Because both x & y are cubic parametric functions, there isn't a closed solution in terms of simple functions. Numerical integration is the way to go. Either integrating the arc length expression or simply adding line segment lengths - depends on the accuracy you are after and how much effort you want to exert.

An accurate and fast "Adding length of line segments" method:

Using recurvise subdivision (a form of de Casteljeau's algorithm) to generate points, can give you a highly accurate representation with minimal number of points. Only subdivide subdivisions if they fail to meet a criteria. Usually the criteria is based on the length joining the control points (the hull or cage). For cubic, usually comparing closeness of P0P1+P1P2+P2P3 to P0P3, where P0, P1, P2 & P3 are the control points that define your bezier.

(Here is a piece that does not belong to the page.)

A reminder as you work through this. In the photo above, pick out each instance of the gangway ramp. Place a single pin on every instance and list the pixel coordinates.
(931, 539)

You can find some Delphi code here: link text

It should be relatively easy to convert to Python. It will generate the points. The code already calculates the length of the segments in order to test the criteria. You can simply accumulate those length values along the way.

4
votes

You can integrate the function sqrt(x'(u)**2+y'(u)**2) over u, where you calculate the derivatives x' and y' of your coordinates with scipy.interpolate.splev. The integration can be done with one of the routines from scipy.integrate (quad is precise [Clenshaw-Curtis], romberg is generally faster). This should be more precise, and probably faster than adding up lots of small distances (which is equivalent to integrating with the rectangle rule).